I shook her roughly. “Elena! Wake up. We’ve got to go.”
She didn’t respond. Her head lolled lifelessly as I shook her. My stomach churning, I laid her gently down. She was still breathing in short shallow snorts. I felt her head. Along the back was a tender swollen mass. A blow—from a fall or from a person?
I heard someone move behind me. Panicking, I pulled the gun from my holster again. Before I could get to my feet the night around me broke into a thousand points of light and I fell into blackness.
25
The Lady’s Not for Burning
My headache had returned full force. I tried desperately to be sick. My empty stomach could produce only a little bile, which left me more nauseated than ever. I was so sick I didn’t want to move, but I knew I would feel better if I went to the kitchen and put some compresses on my aching head and drank some Coke. My mother had always spoon-fed me Coke for a stomachache. It was a miracle cure.

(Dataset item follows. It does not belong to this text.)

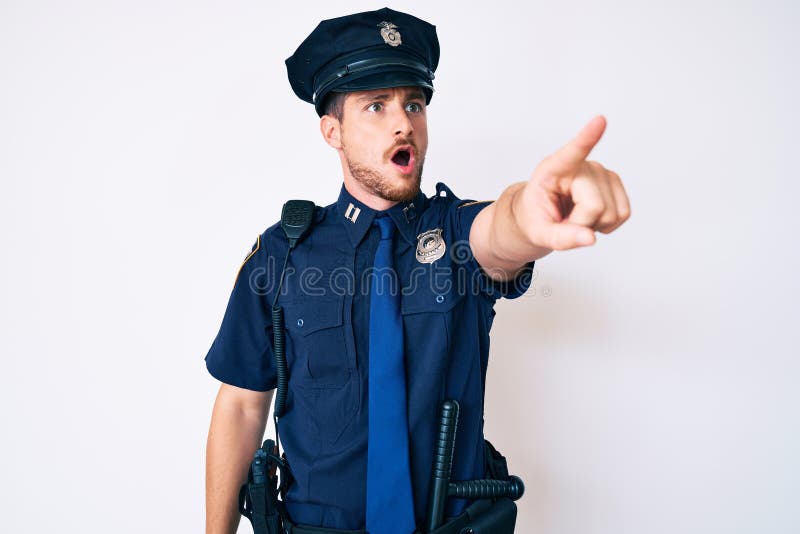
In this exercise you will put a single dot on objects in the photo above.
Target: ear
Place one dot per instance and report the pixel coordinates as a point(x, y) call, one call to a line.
point(331, 130)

I sat up and got so fierce a stab of pain that I cried out. And realized beneath the pain that I wasn’t home in bed— I had been lying on a couch, one that smelled so bad I couldn’t lie back down even with my aching head.
I sat with my head on my knees. I was on a couch with no cushions. When I stuck out a gingerly hand I could feel the tufts of padding spring out. My groping hand came on a leg. I recoiled so fast that the lights danced in front of my eyes again and I retched. When the spasm subsided I reached out tentatively and felt it again. A thin bony knob of a kneecap, the hem of a thin cotton housedress.
Elena. She’d called me, gotten me to the burned-out shell of the Indiana Arms. And then? How had I come to be unconscious? It hurt my head to think. I stuck up a hand and touched the locus of the pain. A nice lump, the consistency of raw liver and about as appealing. I’d been hit.? Or had I fallen? I couldn’t remember and it was too much work trying.
But Elena was hurt too. Or maybe passed out. I fumbled in the dark to find her chest. I could feel her heart beneath the thin fabric. It kept up a shallow, irregular beat. And she had a head injury. She’d been hit, someone had called my name so I’d think it was she calling, and all the while she was lying in here unconscious. And then he (she? that hoarse whisper had sounded like Elena) had knocked me out.